Tips For Getting Kids To Try New Foods
Get your kids involved in meal planning from the beginning to the end.
- Let your kids help decide the menu for the week.
- Allow your kids to help make your grocery list.
- At the store, let your kids pick out a new healthy food to try for the week. If it is something you have never tried, go home and look up a recipe together. Let them help you find items on your grocery list and put them in the cart.
- Allow your kids to help with food preparation - reading recipes, washing vegetables, snapping beans, measuring, mixing, setting table, serving plates, and cleaning up.
- Our lives are so busy, but it is important to have a time each day to come together as a family. Meal time is the perfect time to catch up on each other’s day. We like to go around the table and ask “Best part of the day” and “worst part of the day.” It’s a great way to hear about the good things going on in your kid’s life and the things they are struggling with. It’s also good for kids to hear that parents have struggles too and helps open the lines of communication.
- It’s important to cook only one meal for the whole family. Kids will never learn to try new foods if they are having special meals prepared just for them each night.
- Meal time should be positive. Some kids are just stubborn and picky, while others have real anxiety about trying new foods. I never MAKE my kids try new foods, although I strongly encourage it. I usually add a couple of bites of a new food to their plate and then let them decide whether or not to eat it. However, if it is a vegetable that I know they like, I will usually make them eat at least half.
- You might have to offer a new food up to 15 times before your child will even try it! I see this time and time again with my pickiest eater. I’ll think she is never going to try a food and then one day, I turn around and she has eaten every bite.
- Let your kids see you try new foods and be enthusiastic about new foods even if they are not your favorite. Don’t assume that because you don’t like a certain food that your child will not like it either.

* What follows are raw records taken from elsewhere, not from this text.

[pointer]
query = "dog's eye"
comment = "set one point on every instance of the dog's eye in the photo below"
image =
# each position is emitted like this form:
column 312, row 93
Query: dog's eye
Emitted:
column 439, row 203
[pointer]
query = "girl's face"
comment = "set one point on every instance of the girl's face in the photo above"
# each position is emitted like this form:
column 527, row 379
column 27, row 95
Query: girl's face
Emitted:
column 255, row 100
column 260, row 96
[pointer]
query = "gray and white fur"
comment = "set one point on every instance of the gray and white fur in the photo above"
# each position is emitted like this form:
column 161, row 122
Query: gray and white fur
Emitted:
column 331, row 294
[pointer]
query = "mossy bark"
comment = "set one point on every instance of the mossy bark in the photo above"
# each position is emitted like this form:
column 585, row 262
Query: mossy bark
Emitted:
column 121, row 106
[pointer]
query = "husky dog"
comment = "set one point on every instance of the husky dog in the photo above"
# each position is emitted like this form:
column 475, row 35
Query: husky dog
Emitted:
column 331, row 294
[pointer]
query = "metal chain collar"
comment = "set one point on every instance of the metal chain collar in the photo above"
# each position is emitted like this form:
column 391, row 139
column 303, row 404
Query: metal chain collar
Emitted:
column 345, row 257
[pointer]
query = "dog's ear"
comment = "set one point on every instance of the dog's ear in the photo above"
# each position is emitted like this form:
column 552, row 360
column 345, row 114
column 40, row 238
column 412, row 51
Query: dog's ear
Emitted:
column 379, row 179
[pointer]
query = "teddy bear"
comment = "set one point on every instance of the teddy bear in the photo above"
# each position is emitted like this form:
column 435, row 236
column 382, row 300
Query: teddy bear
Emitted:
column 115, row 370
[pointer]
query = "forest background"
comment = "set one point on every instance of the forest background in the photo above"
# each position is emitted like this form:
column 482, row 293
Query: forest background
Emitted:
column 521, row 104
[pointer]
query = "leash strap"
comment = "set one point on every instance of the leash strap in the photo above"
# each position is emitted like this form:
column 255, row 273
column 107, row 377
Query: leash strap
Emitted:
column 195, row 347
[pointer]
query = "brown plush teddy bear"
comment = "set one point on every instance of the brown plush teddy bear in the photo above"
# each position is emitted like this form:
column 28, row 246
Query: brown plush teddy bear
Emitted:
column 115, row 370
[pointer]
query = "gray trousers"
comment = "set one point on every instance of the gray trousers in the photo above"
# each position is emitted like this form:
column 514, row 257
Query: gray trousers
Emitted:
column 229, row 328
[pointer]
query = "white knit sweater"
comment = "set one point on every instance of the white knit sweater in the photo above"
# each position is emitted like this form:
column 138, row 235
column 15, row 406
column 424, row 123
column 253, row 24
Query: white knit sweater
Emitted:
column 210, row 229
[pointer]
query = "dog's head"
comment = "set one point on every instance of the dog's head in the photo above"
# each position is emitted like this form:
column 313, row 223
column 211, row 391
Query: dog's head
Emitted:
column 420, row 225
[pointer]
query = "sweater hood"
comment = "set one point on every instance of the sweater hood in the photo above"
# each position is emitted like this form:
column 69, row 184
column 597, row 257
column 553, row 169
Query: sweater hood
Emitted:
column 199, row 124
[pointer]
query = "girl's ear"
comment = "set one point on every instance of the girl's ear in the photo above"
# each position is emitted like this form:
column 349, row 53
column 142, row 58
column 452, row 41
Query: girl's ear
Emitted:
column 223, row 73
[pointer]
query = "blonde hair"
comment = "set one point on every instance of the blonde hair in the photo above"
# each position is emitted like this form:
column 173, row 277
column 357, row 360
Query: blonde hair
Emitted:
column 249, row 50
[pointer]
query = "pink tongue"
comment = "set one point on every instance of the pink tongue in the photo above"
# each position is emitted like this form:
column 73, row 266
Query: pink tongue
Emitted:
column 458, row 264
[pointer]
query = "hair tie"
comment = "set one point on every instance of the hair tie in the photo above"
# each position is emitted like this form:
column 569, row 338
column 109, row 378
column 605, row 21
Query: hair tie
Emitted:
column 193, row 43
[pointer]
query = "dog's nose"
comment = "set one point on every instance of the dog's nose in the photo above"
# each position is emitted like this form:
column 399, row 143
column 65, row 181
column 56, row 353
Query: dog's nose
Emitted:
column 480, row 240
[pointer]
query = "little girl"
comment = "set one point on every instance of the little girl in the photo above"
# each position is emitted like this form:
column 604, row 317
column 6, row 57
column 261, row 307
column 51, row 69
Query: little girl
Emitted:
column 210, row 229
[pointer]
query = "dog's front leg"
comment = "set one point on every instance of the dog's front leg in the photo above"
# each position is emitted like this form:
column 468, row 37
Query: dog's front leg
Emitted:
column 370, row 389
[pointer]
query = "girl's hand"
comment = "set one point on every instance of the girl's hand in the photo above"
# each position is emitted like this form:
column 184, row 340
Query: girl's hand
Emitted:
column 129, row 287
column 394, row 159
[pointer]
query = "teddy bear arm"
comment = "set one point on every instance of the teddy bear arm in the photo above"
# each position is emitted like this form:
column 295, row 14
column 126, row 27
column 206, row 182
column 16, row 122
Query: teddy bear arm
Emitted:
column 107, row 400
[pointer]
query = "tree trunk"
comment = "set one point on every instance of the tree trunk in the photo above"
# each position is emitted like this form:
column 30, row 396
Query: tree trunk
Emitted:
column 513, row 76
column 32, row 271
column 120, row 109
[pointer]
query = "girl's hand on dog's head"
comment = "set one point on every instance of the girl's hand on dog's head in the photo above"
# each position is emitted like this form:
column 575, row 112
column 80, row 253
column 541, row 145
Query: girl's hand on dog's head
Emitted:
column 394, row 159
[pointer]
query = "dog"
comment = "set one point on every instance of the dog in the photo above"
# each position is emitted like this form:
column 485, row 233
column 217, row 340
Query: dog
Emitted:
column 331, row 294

- This is always a great time for me to try new foods with my kids because they are already excited about the meal.
- Our kids are not required to eat a new food, but they are not allowed to complain about it either. If one of them says they do not like a certain food it’s likely to discourage my other kids from trying the food as well.
- Using special plates, bowls, spoons etc. can make trying new foods fun for kids.
- One of the most common things I hear parents say is, “If you don’t eat your vegetables, then you won’t get dessert.” I grew up in family where dessert was more of a special occasion and have raised my kids the same way. If you have older kids start to decrease the amount of days dessert is offered after dinner, and if your kids are really young, don’t start the habit.
- My favorite reward is extra play time outside because it is extra exercise and my kids love it. Find what motivates your child and run with it!
- Teach your kids about the nutrients that are in foods and how they help our bodies grow. Kids are more likely to eat new foods if they understand how that food will benefit them, rather than just being told to eat it.
- Personalize the benefits of healthy eating for your child. For example, “If you eat the rest of your chicken and broccoli, I bet it will give you extra energy for your soccer game tomorrow.”